Dynamic temporal neural patterns based on multichannel LFPs Identify different brain states during anesthesia in pigeons: comparison of three anesthetics.

Abstract

Anesthetic-induced brain activity study is crucial in avian cognitive-, consciousness-, and sleep-related research. However, the neurobiological mechanisms underlying the generation of brain rhythms and specific connectivity of birds during anesthesia are poorly understood. Although different kinds of anesthetics can be used to induce an anesthesia state, a comparison study of these drugs focusing on the neural pattern evolution during anesthesia is lacking. Here, we recorded local field potentials (LFPs) using a multi-channel micro-electrode array inserted into the nidopallium caudolateral (NCL) of adult pigeons (Columba livia) anesthetized with chloral hydrate, pelltobarbitalum natricum or urethane. Power spectral density (PSD) and functional connectivity analyses were used to measure the dynamic temporal neural patterns in NCL during anesthesia. Neural decoding analysis was adopted to calculate the probability of the pigeon's brain state and the kind of injected anesthetic.

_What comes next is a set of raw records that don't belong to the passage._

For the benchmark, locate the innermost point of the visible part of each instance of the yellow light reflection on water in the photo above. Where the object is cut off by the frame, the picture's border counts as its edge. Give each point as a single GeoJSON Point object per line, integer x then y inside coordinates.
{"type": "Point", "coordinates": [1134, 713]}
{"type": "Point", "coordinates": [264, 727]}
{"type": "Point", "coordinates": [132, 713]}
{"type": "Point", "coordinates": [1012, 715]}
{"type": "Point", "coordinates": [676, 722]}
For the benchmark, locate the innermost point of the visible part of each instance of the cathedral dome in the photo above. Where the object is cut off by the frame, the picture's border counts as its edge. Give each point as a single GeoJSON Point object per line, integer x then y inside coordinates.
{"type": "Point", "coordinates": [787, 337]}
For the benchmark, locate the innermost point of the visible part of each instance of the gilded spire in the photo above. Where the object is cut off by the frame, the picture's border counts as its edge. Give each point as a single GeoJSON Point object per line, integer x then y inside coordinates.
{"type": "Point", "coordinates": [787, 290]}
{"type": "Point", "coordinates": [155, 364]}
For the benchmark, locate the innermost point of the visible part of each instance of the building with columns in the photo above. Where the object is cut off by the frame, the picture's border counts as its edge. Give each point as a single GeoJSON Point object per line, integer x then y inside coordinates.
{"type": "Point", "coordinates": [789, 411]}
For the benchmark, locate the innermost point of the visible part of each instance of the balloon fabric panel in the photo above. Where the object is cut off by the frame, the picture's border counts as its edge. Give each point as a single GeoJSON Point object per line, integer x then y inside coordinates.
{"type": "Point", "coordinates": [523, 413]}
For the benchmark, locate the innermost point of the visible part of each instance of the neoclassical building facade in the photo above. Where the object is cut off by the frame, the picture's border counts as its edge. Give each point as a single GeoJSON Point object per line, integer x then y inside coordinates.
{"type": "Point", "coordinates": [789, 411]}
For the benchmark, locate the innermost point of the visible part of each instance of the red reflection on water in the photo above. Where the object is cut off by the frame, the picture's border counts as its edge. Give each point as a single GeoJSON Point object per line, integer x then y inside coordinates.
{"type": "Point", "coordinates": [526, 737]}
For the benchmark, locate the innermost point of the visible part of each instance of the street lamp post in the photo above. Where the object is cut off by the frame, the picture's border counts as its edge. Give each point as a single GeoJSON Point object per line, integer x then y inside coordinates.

In the NCL during anesthesia, we found elevated power activity and functional connectivity at low-frequency bands and depressed power activity and connectivity at high-frequency bands. Decoding results based on the spectral and functional connectivity features indicated that the pigeon's brain states during anesthesia and the injected anesthetics can be effectively decoded. These findings provide an important foundation for future investigations on how different anesthetics induce the generation of specific neural patterns.